Trinity was designated a Grade II* Listed building

Illustration of Holy Trinity Church, c1890

Trinity was originally designated a Grade II Listed building in January 1959.

On 30 December 1994 the Church was re-listed by the Department of National Heritage as Grade II* - This means it is a 'particularly important building of more than special interest.'

The listing details on Historic England's website states:

Church. 1829-32. By Thomas Rickman and Hutchinson. Later work c1882 by John Bevan and 1905 by WV Gough. Bath stone ashlar with a slate-roofed nave and leaded aisles. Chancel and aisled nave. Perpendicular Gothic Revival style. Small semi-hexagonal apse with pointed windows, beneath a crenellated, gabled end with angled buttresses and a large Perpendicular E window. The N aisle is 4 bays, with segmental-headed windows between weathered buttresses, and a coped parapet ending with crocketed pinnnacles; at the W end is an arched doorway; 2-light clerestory windows.

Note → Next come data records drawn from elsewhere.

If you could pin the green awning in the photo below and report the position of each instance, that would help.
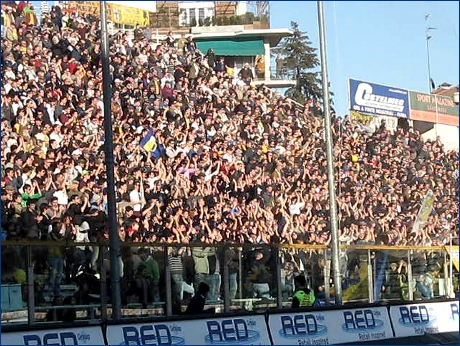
(232, 48)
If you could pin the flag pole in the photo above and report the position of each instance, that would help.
(330, 160)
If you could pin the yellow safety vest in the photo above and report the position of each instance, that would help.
(304, 298)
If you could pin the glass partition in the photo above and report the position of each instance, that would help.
(56, 281)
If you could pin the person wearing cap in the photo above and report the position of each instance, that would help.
(303, 296)
(391, 288)
(198, 301)
(29, 221)
(82, 253)
(246, 74)
(259, 276)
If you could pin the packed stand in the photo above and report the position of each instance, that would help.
(201, 155)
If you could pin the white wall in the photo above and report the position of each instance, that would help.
(448, 134)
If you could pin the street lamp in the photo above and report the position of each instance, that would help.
(428, 38)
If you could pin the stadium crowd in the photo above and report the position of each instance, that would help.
(201, 154)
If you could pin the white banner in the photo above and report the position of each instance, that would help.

Similar S elevation. The W front has a pair of crenellated octagonal towers of openwork tracery flanking 3 Tudor-arched doorways, the largest in the middle within a label mould with chamfered reveals and quatrefoils in the spandrels; above is a large 5-light window similar to the E end, and a traceried balustrade with open merlons and a cross finial to the top of the gable. INTERIOR: all fittings have been removed and a floor inserted near the top of the nave arcade. This consists of 4-bay arcade of square piers without capitals and pointed arches, with slender stanchions between for the absent gallery. Flights of stairs lead up either side from the narthex. An early Commissioners' church, now put to community use. (Gomme A, Jenner M and Little B: Bristol, An Architectural History: Bristol: 1979-: 292; Crick C: Victorian Buildings in Bristol: Bristol: 1975-: 9).